2. Wenn eine Konferenz nach Absatz 1 einberufen wird, teilt der Generalsekretär dies allen Vertragsparteien mit und fordert sie auf, binnen drei Monaten die Vorschläge einzureichen, die sie durch die Konferenz geprüft haben wollen. Der Generalsekretär teilt allen Vertragsparteien die vorläufige Tagesordnung der Konferenz sowie den Wortlaut dieser Vorschläge mindestens drei Monate vor der Eröffnung der Konferenz mit.

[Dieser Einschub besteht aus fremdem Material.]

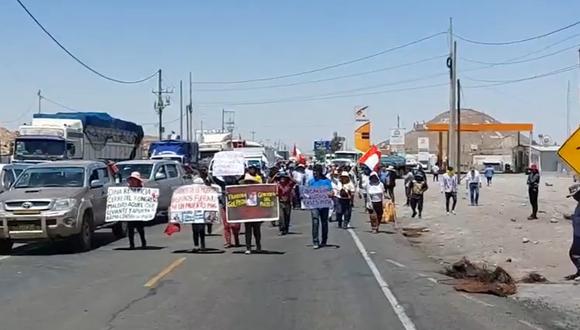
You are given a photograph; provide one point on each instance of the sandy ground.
(497, 232)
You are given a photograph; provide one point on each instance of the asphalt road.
(362, 281)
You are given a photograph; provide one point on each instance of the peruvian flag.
(297, 154)
(371, 158)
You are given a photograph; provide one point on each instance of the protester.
(408, 178)
(533, 190)
(285, 190)
(344, 192)
(254, 227)
(135, 181)
(435, 169)
(320, 216)
(473, 183)
(449, 187)
(489, 172)
(375, 192)
(575, 248)
(418, 188)
(298, 177)
(391, 182)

3. Der Generalsekretär lädt zu jeder nach diesem Artikel einberufenen Konferenz alle in Artikel 10 Absatz 1 bezeichneten Staaten sowie die Staaten ein, die auf Grund des Artikels 10 Absatz 2 Vertragsparteien geworden sind.

Art. 18 Artikel 18

Außer den in Artikel 17 vorgesehenen Mitteilungen notifiziert der Generalsekretär der Vereinten Nationen den in Artikel 10 Absatz 1 bezeichneten Staaten sowie den Staaten, die auf Grund des Artikels 10 Absatz 2 Vertragsparteien geworden sind:

a) die gemäß Artikel 9 Buchstaben a) und b) abgegebenen Erklärungen,

b) die Ratifikationen und Beitritte nach Artikel 10,

c) die Zeitpunkte, zu denen dieses Übereinkommen nach Artikel 11 in Kraft tritt,

d) die Kündigungen nach Artikel 12,

e) das Außerkrafttreten dieses Übereinkommens nach Artikel 13,

f) den Eingang der Erklärungen und Notifizierungen nach Artikel 15 Absatz 1 und 2.

Art. 19 Artikel 19

Dieses Übereinkommen wird in französischer und in russischer Sprache in einem einzigen Exemplar ausgefertigt. Dieser Ausfertigung werden Texte in englischer und in deutscher Sprache angeschlossen. Jeder Staat kann bei der Unterzeichnung oder bei der Hinterlegung seiner Ratifikations- oder Beitrittsurkunde erklären, daß er entweder den französischen oder den russischen oder den englischen oder den deutschen Text als für sich verbindlich ansieht; in diesem Falle ist dieser Text auch im Verhältnis zwischen den Vertragsparteien verbindlich, die von dem gleichen Recht Gebrauch gemacht und denselben Text angenommen haben. In allen anderen Fällen sind der französische und der russische Text maßgebend.

Art. 20 Artikel 20

Nach dem 15. Juni 1960 werden das Original dieses Übereinkommens und die ihm angeschlossenen Texte in englischer und in deutscher Sprache beim Generalsekretär der Vereinten Nationen hinterlegt, der jedem der in Artikel 10 Absatz 1 und 2 bezeichneten Staaten beglaubigte Abschriften dieses Originals und dieser Texte in englischer und in deutscher Sprache übermitteln wird.

ZU URKUND DESSEN haben die hiezu gehörig bevollmächtigten Unterzeichneten dieses am fünfzehnten März eintausendneunhundertsechzig geschlossene Übereinkommen unterschrieben.